Ich freue mich auf weitere schöne Beiträge von Euch!

Herzliche Grüße

LIEBE ZU KINDERN: EHRLICHKEIT

Am Samstag waren mein Schatz und ich in Linz zu Besuch bei meiner lieben Volksschulfreundin Silvia und ihrer süßen Tochter. Wir sind durch die Altstadt spaziert und haben die Weihnachtsmärkte besucht. Sogar ein paar echte, lebendige Schafe haben wir entdecken können und eine Blaskapelle hat gerade zur rechten Zeit am Hauptplatz zu spielen begonnen. Die Tochter meiner Freundin ist jetzt bald 2,5 Jahre alt, sehr schlau und spricht fast perfekt. Sie hat schon ein riesiges Vokabular und versteht noch mehr.

Was mich aber immer wieder erstaunt, ist die Ehrlichkeit der Kinder. Wenn Kinder jemanden mögen, zeigen sie es ebenso deutlich, wie, wenn sie einen nicht mögen. So auch bei Silvias Tochter. Ich liebe es, wenn sie mir vertrauensvoll ihre Hand hinhält, wenn sie sich zu mir setzt, damit ich ihr ihre Hausschuhe anziehen kann, oder sie mich bittet, ihr ein paar Bücher vorzulesen.

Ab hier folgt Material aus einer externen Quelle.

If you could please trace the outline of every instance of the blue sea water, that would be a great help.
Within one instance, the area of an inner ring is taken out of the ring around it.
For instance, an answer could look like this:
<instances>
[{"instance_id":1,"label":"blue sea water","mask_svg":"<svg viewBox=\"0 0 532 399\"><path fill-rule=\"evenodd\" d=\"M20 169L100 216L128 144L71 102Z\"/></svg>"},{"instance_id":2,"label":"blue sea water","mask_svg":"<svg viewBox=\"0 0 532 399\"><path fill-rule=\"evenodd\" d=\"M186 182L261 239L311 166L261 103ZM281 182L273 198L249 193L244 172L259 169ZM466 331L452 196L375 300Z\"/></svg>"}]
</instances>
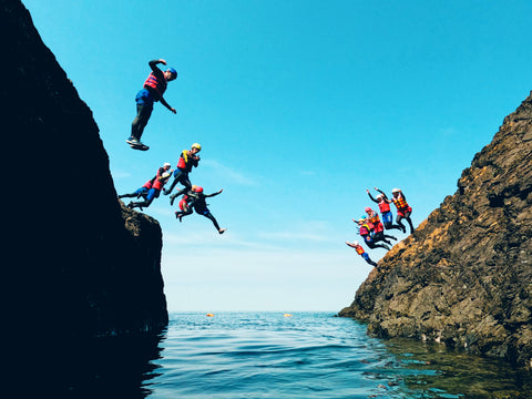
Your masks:
<instances>
[{"instance_id":1,"label":"blue sea water","mask_svg":"<svg viewBox=\"0 0 532 399\"><path fill-rule=\"evenodd\" d=\"M142 389L162 398L532 398L530 375L331 313L171 315Z\"/></svg>"},{"instance_id":2,"label":"blue sea water","mask_svg":"<svg viewBox=\"0 0 532 399\"><path fill-rule=\"evenodd\" d=\"M19 354L24 365L11 370L22 381L2 390L14 388L10 398L532 398L529 371L434 342L371 338L364 325L334 316L172 314L161 334Z\"/></svg>"}]
</instances>

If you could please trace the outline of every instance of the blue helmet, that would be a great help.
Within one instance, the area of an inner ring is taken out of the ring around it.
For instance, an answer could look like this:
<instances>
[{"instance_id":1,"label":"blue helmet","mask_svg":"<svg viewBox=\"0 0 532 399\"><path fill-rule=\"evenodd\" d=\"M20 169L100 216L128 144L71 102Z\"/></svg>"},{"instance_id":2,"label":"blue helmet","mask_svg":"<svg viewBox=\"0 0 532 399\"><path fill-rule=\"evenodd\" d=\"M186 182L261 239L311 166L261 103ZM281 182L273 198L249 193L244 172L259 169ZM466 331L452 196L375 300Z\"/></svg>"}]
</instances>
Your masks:
<instances>
[{"instance_id":1,"label":"blue helmet","mask_svg":"<svg viewBox=\"0 0 532 399\"><path fill-rule=\"evenodd\" d=\"M174 79L177 78L177 71L176 71L175 69L168 68L168 69L166 70L166 72L172 73L172 75L174 76Z\"/></svg>"}]
</instances>

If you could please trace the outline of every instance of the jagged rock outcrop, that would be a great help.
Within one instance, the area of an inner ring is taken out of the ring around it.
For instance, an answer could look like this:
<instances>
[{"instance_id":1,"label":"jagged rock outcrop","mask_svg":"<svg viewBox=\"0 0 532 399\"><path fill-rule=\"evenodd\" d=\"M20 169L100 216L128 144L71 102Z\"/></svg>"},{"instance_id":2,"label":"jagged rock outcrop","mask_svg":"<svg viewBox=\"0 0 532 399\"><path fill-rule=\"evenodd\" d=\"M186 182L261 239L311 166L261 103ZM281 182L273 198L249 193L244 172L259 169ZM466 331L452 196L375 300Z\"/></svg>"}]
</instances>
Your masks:
<instances>
[{"instance_id":1,"label":"jagged rock outcrop","mask_svg":"<svg viewBox=\"0 0 532 399\"><path fill-rule=\"evenodd\" d=\"M532 93L531 93L532 94ZM532 96L339 316L532 366Z\"/></svg>"},{"instance_id":2,"label":"jagged rock outcrop","mask_svg":"<svg viewBox=\"0 0 532 399\"><path fill-rule=\"evenodd\" d=\"M167 311L158 223L121 207L92 112L28 10L0 0L0 21L9 327L64 336L160 329Z\"/></svg>"}]
</instances>

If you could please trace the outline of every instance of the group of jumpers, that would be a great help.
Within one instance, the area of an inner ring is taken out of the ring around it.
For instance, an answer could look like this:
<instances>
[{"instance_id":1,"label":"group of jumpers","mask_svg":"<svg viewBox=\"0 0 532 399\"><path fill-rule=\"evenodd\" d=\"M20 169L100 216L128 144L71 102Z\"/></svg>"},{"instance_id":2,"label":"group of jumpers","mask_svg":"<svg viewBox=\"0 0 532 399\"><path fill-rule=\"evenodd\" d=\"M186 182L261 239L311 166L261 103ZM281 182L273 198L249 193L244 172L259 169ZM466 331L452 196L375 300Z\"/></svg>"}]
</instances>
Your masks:
<instances>
[{"instance_id":1,"label":"group of jumpers","mask_svg":"<svg viewBox=\"0 0 532 399\"><path fill-rule=\"evenodd\" d=\"M374 187L379 194L376 198L371 195L369 190L366 190L369 197L372 202L377 203L379 206L380 215L382 222L380 221L379 214L367 206L365 208L366 214L360 216L358 219L352 219L358 225L358 234L364 238L364 243L370 249L383 248L391 249L392 243L390 239L396 241L397 238L385 234L385 229L400 229L402 233L407 232L407 227L402 224L402 221L407 221L410 227L410 234L413 233L413 225L410 215L412 213L412 207L408 205L407 198L400 188L393 188L391 191L391 200L389 200L385 192ZM393 224L393 215L390 209L390 204L393 203L397 207L397 224ZM364 249L359 242L354 241L352 243L346 242L348 246L355 248L358 255L360 255L368 264L371 266L377 266L377 263L371 260L368 253Z\"/></svg>"},{"instance_id":2,"label":"group of jumpers","mask_svg":"<svg viewBox=\"0 0 532 399\"><path fill-rule=\"evenodd\" d=\"M163 95L168 82L177 79L177 71L173 68L168 68L163 72L158 69L157 64L166 65L166 61L158 59L149 62L152 72L144 81L142 90L139 91L135 96L136 116L131 124L131 135L125 141L133 150L147 151L150 149L141 142L141 136L152 115L154 103L160 102L166 106L168 111L174 114L176 113L175 109L166 102ZM127 207L130 209L139 207L143 211L144 207L149 207L152 204L153 200L158 198L161 192L163 192L164 195L168 195L176 184L181 183L183 188L170 196L171 205L174 204L176 197L180 195L183 196L178 203L180 211L175 213L175 217L182 222L184 216L191 215L195 211L197 214L211 219L217 232L223 234L226 229L219 227L218 222L213 216L205 202L205 198L218 195L223 190L213 194L205 194L203 187L192 185L188 177L192 168L197 167L198 165L200 156L197 153L200 151L202 151L202 146L198 143L192 144L191 150L183 150L181 153L175 171L171 170L172 165L166 162L157 170L155 176L144 183L142 187L133 193L119 195L119 198L142 198L143 201L130 202ZM174 176L174 180L166 190L164 188L164 185L170 181L172 175Z\"/></svg>"},{"instance_id":3,"label":"group of jumpers","mask_svg":"<svg viewBox=\"0 0 532 399\"><path fill-rule=\"evenodd\" d=\"M127 207L130 209L139 207L141 211L143 211L144 207L149 207L152 204L153 200L158 198L161 192L163 192L164 195L170 195L177 183L181 183L183 188L170 196L171 205L174 204L175 198L182 196L178 203L180 211L175 212L175 217L182 222L184 216L191 215L195 211L198 215L203 215L211 219L219 234L225 233L226 229L219 227L218 222L213 216L207 207L207 203L205 202L205 198L218 195L223 190L219 190L213 194L205 194L203 192L203 187L198 185L192 185L191 178L188 177L192 168L197 167L200 163L200 156L197 155L200 151L202 151L202 146L198 143L192 144L191 150L183 150L181 153L175 171L171 170L172 165L166 162L157 170L155 176L144 183L142 187L137 188L133 193L119 195L119 198L142 198L143 201L140 202L130 202ZM172 175L174 176L174 180L166 190L164 188L164 185L170 181Z\"/></svg>"}]
</instances>

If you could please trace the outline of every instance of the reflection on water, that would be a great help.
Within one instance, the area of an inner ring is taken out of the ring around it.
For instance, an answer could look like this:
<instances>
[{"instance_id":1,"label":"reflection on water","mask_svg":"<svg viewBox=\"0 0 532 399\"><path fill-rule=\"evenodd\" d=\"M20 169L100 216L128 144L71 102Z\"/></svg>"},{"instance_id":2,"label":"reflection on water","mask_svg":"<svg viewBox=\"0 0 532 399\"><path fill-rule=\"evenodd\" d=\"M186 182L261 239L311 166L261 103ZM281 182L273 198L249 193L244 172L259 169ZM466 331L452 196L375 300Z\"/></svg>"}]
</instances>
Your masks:
<instances>
[{"instance_id":1,"label":"reflection on water","mask_svg":"<svg viewBox=\"0 0 532 399\"><path fill-rule=\"evenodd\" d=\"M154 360L163 339L164 331L49 341L32 354L27 387L17 397L37 398L28 395L39 390L51 398L145 398L151 393L146 383L158 376Z\"/></svg>"},{"instance_id":2,"label":"reflection on water","mask_svg":"<svg viewBox=\"0 0 532 399\"><path fill-rule=\"evenodd\" d=\"M160 334L18 344L6 398L532 398L530 371L327 314L183 314Z\"/></svg>"},{"instance_id":3,"label":"reflection on water","mask_svg":"<svg viewBox=\"0 0 532 399\"><path fill-rule=\"evenodd\" d=\"M405 383L413 391L446 392L441 398L532 398L531 372L502 360L413 339L388 339L383 344L411 370L405 375Z\"/></svg>"}]
</instances>

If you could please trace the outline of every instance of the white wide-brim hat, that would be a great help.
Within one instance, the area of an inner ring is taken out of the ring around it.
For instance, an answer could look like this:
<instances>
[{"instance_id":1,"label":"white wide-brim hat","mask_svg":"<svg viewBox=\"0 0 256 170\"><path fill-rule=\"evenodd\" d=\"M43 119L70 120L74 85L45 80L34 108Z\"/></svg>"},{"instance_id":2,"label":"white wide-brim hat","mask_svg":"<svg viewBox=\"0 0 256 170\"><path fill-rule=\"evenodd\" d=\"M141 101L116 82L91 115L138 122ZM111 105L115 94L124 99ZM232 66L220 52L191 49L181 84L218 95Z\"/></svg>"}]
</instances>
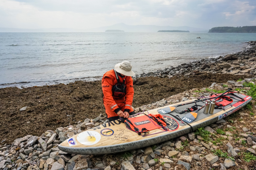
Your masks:
<instances>
[{"instance_id":1,"label":"white wide-brim hat","mask_svg":"<svg viewBox=\"0 0 256 170\"><path fill-rule=\"evenodd\" d=\"M132 76L135 75L135 73L131 71L131 63L128 61L124 61L115 66L115 69L117 72L127 76Z\"/></svg>"}]
</instances>

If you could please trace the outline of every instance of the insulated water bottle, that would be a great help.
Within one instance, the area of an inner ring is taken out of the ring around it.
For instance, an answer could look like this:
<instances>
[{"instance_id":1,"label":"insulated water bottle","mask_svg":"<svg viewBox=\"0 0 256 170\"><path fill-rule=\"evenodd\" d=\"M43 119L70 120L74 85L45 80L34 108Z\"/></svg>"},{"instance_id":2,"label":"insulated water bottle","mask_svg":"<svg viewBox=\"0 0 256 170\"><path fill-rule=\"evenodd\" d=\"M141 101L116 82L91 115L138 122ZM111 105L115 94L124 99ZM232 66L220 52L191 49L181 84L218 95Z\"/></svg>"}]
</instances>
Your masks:
<instances>
[{"instance_id":1,"label":"insulated water bottle","mask_svg":"<svg viewBox=\"0 0 256 170\"><path fill-rule=\"evenodd\" d=\"M215 107L215 100L213 99L212 102L210 103L208 113L209 114L213 114L214 107Z\"/></svg>"},{"instance_id":2,"label":"insulated water bottle","mask_svg":"<svg viewBox=\"0 0 256 170\"><path fill-rule=\"evenodd\" d=\"M205 102L205 106L204 106L204 113L208 114L208 111L209 110L209 108L210 106L210 102L211 101L210 100L207 100Z\"/></svg>"}]
</instances>

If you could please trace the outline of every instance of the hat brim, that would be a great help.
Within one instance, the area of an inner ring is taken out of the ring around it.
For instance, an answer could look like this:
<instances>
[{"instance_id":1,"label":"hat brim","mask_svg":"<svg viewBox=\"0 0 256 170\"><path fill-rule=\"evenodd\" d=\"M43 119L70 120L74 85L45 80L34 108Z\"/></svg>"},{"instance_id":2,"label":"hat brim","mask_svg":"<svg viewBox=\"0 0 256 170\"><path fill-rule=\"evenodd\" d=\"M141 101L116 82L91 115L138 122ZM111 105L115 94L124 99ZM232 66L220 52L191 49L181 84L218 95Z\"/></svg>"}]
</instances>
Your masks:
<instances>
[{"instance_id":1,"label":"hat brim","mask_svg":"<svg viewBox=\"0 0 256 170\"><path fill-rule=\"evenodd\" d=\"M131 70L129 72L127 72L121 69L120 67L119 67L120 64L121 64L121 63L119 63L116 64L115 66L115 69L117 72L122 74L126 76L132 76L135 75L135 73Z\"/></svg>"}]
</instances>

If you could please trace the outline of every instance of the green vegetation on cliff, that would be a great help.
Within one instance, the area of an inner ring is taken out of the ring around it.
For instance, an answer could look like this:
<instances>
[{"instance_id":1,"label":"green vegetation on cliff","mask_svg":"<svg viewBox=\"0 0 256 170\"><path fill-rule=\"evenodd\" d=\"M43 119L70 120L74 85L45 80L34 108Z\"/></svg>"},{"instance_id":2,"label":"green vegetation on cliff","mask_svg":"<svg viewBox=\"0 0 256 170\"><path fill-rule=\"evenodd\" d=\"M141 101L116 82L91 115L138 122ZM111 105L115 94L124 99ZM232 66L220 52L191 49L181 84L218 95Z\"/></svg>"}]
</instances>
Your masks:
<instances>
[{"instance_id":1,"label":"green vegetation on cliff","mask_svg":"<svg viewBox=\"0 0 256 170\"><path fill-rule=\"evenodd\" d=\"M181 30L160 30L158 32L164 32L169 33L189 33L189 31L182 31Z\"/></svg>"},{"instance_id":2,"label":"green vegetation on cliff","mask_svg":"<svg viewBox=\"0 0 256 170\"><path fill-rule=\"evenodd\" d=\"M209 30L208 33L256 33L256 26L214 27Z\"/></svg>"}]
</instances>

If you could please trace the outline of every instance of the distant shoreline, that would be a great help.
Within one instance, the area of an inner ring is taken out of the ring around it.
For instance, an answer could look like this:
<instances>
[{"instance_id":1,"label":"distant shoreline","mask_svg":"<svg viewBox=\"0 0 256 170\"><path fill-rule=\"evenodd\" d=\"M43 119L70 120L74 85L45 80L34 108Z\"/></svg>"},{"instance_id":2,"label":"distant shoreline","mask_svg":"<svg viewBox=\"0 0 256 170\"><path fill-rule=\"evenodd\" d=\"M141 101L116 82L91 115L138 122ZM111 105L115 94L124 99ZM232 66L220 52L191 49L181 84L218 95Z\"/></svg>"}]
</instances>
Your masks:
<instances>
[{"instance_id":1,"label":"distant shoreline","mask_svg":"<svg viewBox=\"0 0 256 170\"><path fill-rule=\"evenodd\" d=\"M105 32L124 32L123 30L118 29L108 29L105 31Z\"/></svg>"},{"instance_id":2,"label":"distant shoreline","mask_svg":"<svg viewBox=\"0 0 256 170\"><path fill-rule=\"evenodd\" d=\"M182 30L160 30L157 32L158 33L189 33L189 31L183 31Z\"/></svg>"}]
</instances>

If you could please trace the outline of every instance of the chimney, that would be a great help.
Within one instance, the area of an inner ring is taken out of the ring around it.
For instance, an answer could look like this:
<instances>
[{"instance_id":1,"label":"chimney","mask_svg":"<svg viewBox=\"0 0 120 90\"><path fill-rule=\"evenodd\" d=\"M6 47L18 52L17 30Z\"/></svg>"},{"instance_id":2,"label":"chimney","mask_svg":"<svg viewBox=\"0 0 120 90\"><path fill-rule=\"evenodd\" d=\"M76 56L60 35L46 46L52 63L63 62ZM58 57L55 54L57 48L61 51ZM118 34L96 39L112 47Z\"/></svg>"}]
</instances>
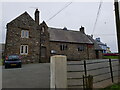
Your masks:
<instances>
[{"instance_id":1,"label":"chimney","mask_svg":"<svg viewBox=\"0 0 120 90\"><path fill-rule=\"evenodd\" d=\"M96 41L100 42L100 38L96 38Z\"/></svg>"},{"instance_id":2,"label":"chimney","mask_svg":"<svg viewBox=\"0 0 120 90\"><path fill-rule=\"evenodd\" d=\"M85 34L84 27L81 26L80 32L83 33L83 34Z\"/></svg>"},{"instance_id":3,"label":"chimney","mask_svg":"<svg viewBox=\"0 0 120 90\"><path fill-rule=\"evenodd\" d=\"M39 25L39 11L36 9L35 11L35 22Z\"/></svg>"}]
</instances>

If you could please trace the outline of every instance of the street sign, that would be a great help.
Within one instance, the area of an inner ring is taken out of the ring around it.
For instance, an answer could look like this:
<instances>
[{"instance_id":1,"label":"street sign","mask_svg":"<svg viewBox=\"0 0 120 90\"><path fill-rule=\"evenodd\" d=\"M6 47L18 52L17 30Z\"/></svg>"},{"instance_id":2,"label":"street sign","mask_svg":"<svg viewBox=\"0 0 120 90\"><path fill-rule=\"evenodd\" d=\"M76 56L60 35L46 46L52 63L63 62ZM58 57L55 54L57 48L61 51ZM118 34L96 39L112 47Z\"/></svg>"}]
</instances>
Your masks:
<instances>
[{"instance_id":1,"label":"street sign","mask_svg":"<svg viewBox=\"0 0 120 90\"><path fill-rule=\"evenodd\" d=\"M120 1L119 1L119 19L120 19Z\"/></svg>"}]
</instances>

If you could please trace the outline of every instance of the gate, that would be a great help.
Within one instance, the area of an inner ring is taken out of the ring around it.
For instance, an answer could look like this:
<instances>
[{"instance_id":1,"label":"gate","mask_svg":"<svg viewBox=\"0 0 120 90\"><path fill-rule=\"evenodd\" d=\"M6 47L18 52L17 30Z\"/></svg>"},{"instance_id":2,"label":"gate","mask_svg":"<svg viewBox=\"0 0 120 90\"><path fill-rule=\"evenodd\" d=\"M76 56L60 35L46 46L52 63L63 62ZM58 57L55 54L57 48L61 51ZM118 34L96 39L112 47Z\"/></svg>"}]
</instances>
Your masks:
<instances>
[{"instance_id":1,"label":"gate","mask_svg":"<svg viewBox=\"0 0 120 90\"><path fill-rule=\"evenodd\" d=\"M111 59L68 61L68 88L103 88L118 82L120 71L118 61Z\"/></svg>"}]
</instances>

Doch der wunderbarste Moment gestern war jener, bei dem sie plötzlich „Meine Caro“ sagte, dies mehrmals wiederholte und mich dabei freundlich angelächelt hat. Das hat mich glücklich gemacht. Manchmal kuschelt sie sich auch an mich, um mir zu zeigen, dass sie mich mag. Ich liebe Kinder, besonders ihre eisbrechende Ehrlichkeit, ihr Lachen und ihre wundervolle Art, die Welt zu sehen, und ihre Begeisterung für alles und jeden.

Es war ein herrlicher Tag mit Punsch, Tee, Lebkuchen, Früchtebrot und Maroni.